Being a Palliative Medicine NP, I've read through these stories of hospice and losing a loved one. First off, I'd like to say my condolences are with you all that have lost a loved one. I know how deeply hard it is to watch some one you love pass on. For that, you have my sympathies.
I've been asked a lot "why no IV hydration?" Good question and one I wrestled with in the beginning of my career. Seems cruel, yes. But I like to explain it simply to families.
Imagine you've had a long day at work. You've had no time to eat or drink. You begin to get cranky. You're back hurts. Your nauseous. You get a headache. You're irritated. Your brain feels foggy. You get home and want to eat and sometimes that food hits your stomach, you may get a little nauseous. You drink a cold glass of water and your stomach gets a little upset. Technically, if you've been through this then you've experienced the very beginning of the dehydration process. And yes, it's not pleasant.
If this persisted, and you continued to not eat or drink, you're body releases its own natural endorphins to provide analgesia. Thirst subsides. Hunger subsides. Nausea subsides. Pain subsides. Euphoria begins to aid your body in dealing with the situation. The person sleeps more, breathing slows. Heart rate decreases. It's now more comfortable to be dehydrated. If we reintroduce fluids-the whole process begins again. Pain, nausea, confusion, increase in anxiety. Endorphins subside....natural analgesia is suppressed.

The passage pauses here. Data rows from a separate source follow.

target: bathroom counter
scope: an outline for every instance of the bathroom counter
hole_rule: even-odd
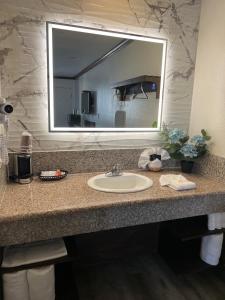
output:
[[[0,195],[0,246],[225,211],[225,181],[185,175],[197,188],[175,191],[159,185],[166,171],[135,173],[150,177],[153,186],[137,193],[99,192],[87,185],[96,173],[8,184]]]

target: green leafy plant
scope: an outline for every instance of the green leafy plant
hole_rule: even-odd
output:
[[[205,155],[208,151],[207,142],[211,139],[205,129],[201,130],[201,135],[190,138],[184,130],[169,129],[166,125],[163,125],[161,136],[171,158],[179,160],[195,160]]]
[[[154,121],[152,122],[152,128],[157,128],[158,127],[158,122],[157,121]]]

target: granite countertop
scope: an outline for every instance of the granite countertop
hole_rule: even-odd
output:
[[[185,175],[197,188],[178,192],[159,185],[166,171],[134,172],[150,177],[153,186],[137,193],[99,192],[87,185],[97,173],[8,184],[0,203],[0,246],[225,211],[224,181]]]

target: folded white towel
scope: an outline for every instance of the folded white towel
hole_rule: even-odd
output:
[[[4,300],[30,300],[27,271],[3,274],[2,278]]]
[[[63,239],[35,242],[4,249],[2,267],[16,267],[67,255]]]
[[[208,215],[208,229],[222,229],[225,228],[225,213],[214,213]]]
[[[182,175],[161,175],[159,182],[161,186],[169,186],[176,191],[190,190],[196,188],[196,184],[194,182],[187,180]]]
[[[201,243],[201,259],[209,265],[218,265],[222,245],[223,233],[204,236]]]
[[[30,300],[55,300],[54,265],[27,271]]]

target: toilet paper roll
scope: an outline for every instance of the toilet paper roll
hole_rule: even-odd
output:
[[[29,300],[27,271],[3,274],[4,300]]]
[[[27,271],[30,300],[55,300],[54,265]]]

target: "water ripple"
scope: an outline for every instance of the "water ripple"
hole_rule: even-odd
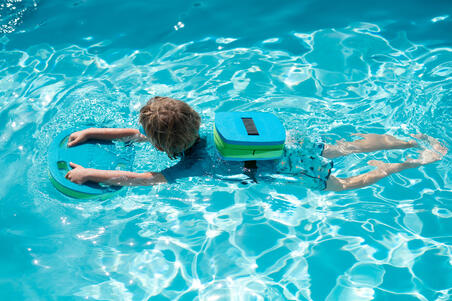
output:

It is not that hospice wants to prolong suffering. Our culture feels eating and drinking is living. And yes, for a healthy, or not terminal person, it sustains life. But for a person that is dying, it hurts them worse. We call it dry death because indeed, without fluids the patient will die. But if we introduce fluids again, we have extended and worsened the death process.
Not all hospices are the same. My advice....ask for references to good hospice associations. Usually the larger, the better as they see more clients, invest more In staff and train them more frequently and have more experience with the dying process. That's not to say smaller organizations don't provide excellent care. Some do....you just have to do some research and listen to good word of mouth.